When cloning git repos, things go faster if you start from a good base
Normally I get a copy of any git repo that I want by directly cloning from its upstream, whatever that is. Generally this goes fast enough and it guarantees that I have an exact copy of the repo, one that's not contaminated by anything else that I might have been doing to any other copy of the repo that I might already have. But generally I'm doing it on a 1G network link. Recently I needed a copy of Guenter Roeck's tree of hwmon updates for the Linux kernel on my home machine, where I had not previously cloned it. My first attempt was a direct clone from kernel.org, and let me tell you, it didn't go all that fast over my DSL link.

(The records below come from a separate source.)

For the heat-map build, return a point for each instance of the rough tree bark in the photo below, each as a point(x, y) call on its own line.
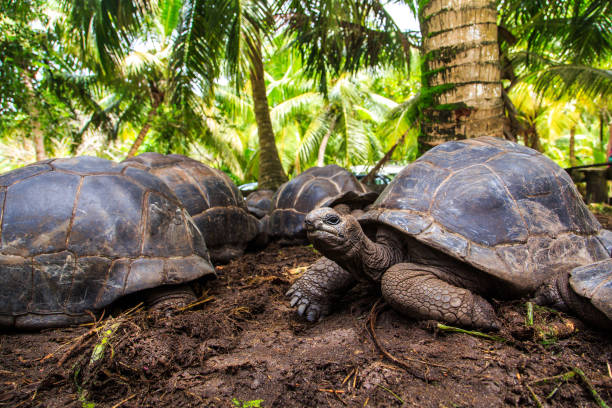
point(462, 70)
point(271, 173)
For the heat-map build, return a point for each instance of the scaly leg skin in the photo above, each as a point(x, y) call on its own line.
point(170, 297)
point(317, 289)
point(556, 292)
point(415, 291)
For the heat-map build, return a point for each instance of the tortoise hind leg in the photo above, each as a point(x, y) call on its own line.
point(168, 297)
point(416, 291)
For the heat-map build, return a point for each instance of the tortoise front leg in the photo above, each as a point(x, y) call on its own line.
point(416, 291)
point(317, 289)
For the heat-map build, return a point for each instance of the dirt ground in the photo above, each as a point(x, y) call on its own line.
point(242, 346)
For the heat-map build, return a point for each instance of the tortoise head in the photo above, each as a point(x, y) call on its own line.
point(333, 233)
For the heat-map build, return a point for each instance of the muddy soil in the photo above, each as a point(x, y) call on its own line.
point(242, 346)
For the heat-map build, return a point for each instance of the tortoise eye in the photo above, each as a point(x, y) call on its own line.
point(332, 219)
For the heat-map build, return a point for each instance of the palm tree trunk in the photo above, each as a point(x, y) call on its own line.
point(323, 145)
point(37, 132)
point(572, 146)
point(271, 173)
point(462, 70)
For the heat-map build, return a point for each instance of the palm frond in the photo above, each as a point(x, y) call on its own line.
point(562, 80)
point(287, 110)
point(106, 27)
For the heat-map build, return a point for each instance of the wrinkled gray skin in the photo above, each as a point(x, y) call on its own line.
point(469, 219)
point(416, 280)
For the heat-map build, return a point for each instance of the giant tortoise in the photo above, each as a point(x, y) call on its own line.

Like probably everyone else with a Linux kernel tree, Guenter Roeck's tree is ultimately a descendant from the regular official Linux kernel tree. I already keep a clone of the regular Linux kernel tree at home (and at work), because I wind up referring to it often enough. So, I wondered, what if I started by making a copy of my kernel tree, then added Guenter Roeck's as an additional upstream and fetched it?
remote: Counting objects: 2269, done. remote: Compressing objects: 100% (567/567), done. remote: Total 2269 (delta 1804), reused 2061 (delta 1702) Receiving objects: 100% (2269/2269), 1.30 MiB | 268.00 KiB/s, done. Resolving deltas: 100% (1804/1804), done.
Let me assure you that cloning a full Linux kernel tree involves a lot more than 2269 objects and a lot more than 1.3 MiB of data.
Because of git's fundamental nature as a content-addressable data store, in theory this trick works on anything with significant object overlap, not just things that ultimately descend from the same source. In practice this is generally unimportant; almost everything you're going to want to pull this trick on has a common ancestor.
(The possible exception is if two separate groups are maintaining git repos that are converted from something else, such as a Mercurial repo. At least the objects should be identical between the two repos, and if you're lucky maybe the commits as well, despite these repos not having a common git ancestor.)
This feels like an obvious trick now that I've done it once, so I'm
probably going to try to do it more. There are some variations of
the trick one can probably perform, such as actively changing the
origin' upstream over to the upstream you really want to be based
on and pulling from. My one question about that would be how one
cleans up branches (and perhaps tags) that are only found in the
repo you started out by cloning from.